I gave it a few seconds. “Why don’t we stop playing the naming game and get to the point, Mr. Fitzpatrick?”
He just nodded, but he was radiating a seething heat. “McGuiness is dead.”
That brought a slightly startled look in my direction.
“And I suppose you take up where he left off?”
“I’ve told you twice now. I’m not connected with McGuiness.”
“Then who the hell are you? And what do you want? As if I didn’t know.”
“What I want is ten minutes of your time. Where we go from there is your choice.”
For the first time, he looked at me instead of through me. On the other hand, we were clearly not buddies.
It was showdown poker time—all the cards faceup. He was a man who played for high stakes as a profession. Intuition told me that if I strayed one inch from the truth, I’d sever the thinnest of all possible threads.
I laid out everything I knew, beginning with Danny’s fall and ending with all I’d learned in Ireland. Then I got to the thin-ice part.
“Here’s what I think. For some reason beyond my understanding, you sent a lot of money over to Ireland to support the IRA during the years they were bombing innocent people in London and Northern Ireland. It probably went back to the eighties and nineties. That was a major crime in this country—supporting an illegal terrorist organization. That was then. The so-called cause must have ended when England and Ireland reached a peaceful agre
ement in the late nineties. My understanding is that it’s been all diplomatic relations since then. I’ve read that even Gerry Adams tried to squelch the bombing and shooting wing of the IRA. Am I right or wrong so far?”
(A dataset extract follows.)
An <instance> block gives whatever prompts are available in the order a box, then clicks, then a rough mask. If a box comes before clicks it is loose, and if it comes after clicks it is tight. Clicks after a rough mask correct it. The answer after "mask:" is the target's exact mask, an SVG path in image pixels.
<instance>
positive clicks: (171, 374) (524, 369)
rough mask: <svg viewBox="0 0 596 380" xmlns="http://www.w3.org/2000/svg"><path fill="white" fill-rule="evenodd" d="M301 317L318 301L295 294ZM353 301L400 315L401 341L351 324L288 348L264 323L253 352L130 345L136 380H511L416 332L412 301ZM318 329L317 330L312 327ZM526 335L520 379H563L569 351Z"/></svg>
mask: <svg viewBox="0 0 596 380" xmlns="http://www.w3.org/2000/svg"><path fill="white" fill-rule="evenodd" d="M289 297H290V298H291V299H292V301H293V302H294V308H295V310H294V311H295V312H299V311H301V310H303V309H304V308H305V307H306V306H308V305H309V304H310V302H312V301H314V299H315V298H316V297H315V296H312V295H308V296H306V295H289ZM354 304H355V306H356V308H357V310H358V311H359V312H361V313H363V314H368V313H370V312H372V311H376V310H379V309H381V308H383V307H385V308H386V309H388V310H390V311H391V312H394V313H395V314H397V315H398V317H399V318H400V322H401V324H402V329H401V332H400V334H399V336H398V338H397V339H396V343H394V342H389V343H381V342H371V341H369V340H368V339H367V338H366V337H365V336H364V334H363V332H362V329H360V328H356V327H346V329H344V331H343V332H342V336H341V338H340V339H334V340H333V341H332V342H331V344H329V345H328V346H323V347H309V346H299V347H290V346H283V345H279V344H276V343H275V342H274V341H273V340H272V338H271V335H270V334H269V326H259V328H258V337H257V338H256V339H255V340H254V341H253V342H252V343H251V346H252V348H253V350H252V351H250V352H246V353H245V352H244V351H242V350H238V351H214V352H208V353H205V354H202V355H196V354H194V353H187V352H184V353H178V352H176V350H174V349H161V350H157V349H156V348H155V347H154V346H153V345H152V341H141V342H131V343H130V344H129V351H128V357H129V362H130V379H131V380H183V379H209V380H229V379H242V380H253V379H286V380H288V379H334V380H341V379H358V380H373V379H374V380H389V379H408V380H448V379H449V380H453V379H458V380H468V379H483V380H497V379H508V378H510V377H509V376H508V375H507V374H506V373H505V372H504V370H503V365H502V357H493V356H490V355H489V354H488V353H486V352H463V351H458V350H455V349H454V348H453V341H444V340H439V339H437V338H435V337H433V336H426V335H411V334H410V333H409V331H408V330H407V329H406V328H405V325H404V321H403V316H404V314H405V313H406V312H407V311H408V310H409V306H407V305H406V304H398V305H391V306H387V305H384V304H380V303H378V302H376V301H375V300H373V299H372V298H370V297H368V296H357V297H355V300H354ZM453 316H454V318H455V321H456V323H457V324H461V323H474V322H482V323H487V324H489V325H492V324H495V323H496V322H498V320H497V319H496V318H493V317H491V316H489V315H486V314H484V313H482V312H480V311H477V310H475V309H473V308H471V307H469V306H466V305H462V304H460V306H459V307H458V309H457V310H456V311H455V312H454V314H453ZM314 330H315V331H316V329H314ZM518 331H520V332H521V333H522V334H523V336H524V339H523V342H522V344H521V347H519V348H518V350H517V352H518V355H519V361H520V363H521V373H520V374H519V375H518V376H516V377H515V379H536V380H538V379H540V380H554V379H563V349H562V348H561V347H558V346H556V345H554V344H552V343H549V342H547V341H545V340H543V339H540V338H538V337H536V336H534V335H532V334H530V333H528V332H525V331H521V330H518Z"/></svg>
“You have a warped view, but I’m listening.”
“Then let’s get personal. You still send shipments of money to those thugs over there. They don’t represent a cause anymore, except their own bank accounts. So now it has to be extortion. They’ve probably got you by the throat. You keep paying or they turn you in for supporting an outlawed rebel gang in the old days. It sounds like a never-ending gravy train.”
He looked at his watch and stood up.
“Young man, you had my curiosity. Now you’re just annoying. You clearly have no idea whom you’re dealing with.” He walked toward me until he stood nearly touching my knees. “If you think you can jump on that gravy train, let me put it straight. No room for doubt. If you ever contact me again, or anyone else on this subject, I’ll crush you into tiny pieces. Disbarment will be the least of your worries. Do you hear me?”
I stood up. Our heights brought us eye to eye. It took every ounce of will to look into those pools of hatred and not blink.
“I hear you, Mr. Fitzpatrick. Now you hear me. This morning, you personally took a valise of money to the North Station. You put it in a locker and left the key with the man at the newsstand. It will be picked up by one of Boyle’s men and delivered to whoever replaces McGuiness. From there it goes to those Irish thugs, probably some of what’s left of the IRA.”
The details brought the seething heat in his eyes to a boil. I had to hold fast against an avalanche of temptation to cut and run.
“The locker number was five twelve. I can prove all of that. And if you can pry your ears open, I’ll tell you for the fourth time. I’m not here to extort your money.”
He might have heard me for the first time. Anyway, he froze in place.
“Then what the hell do you want?”
“Exactly what I said. I want ten minutes. Stand, sit, stand on your head. I don’t give a damn. But listen to me. You may be surprised.”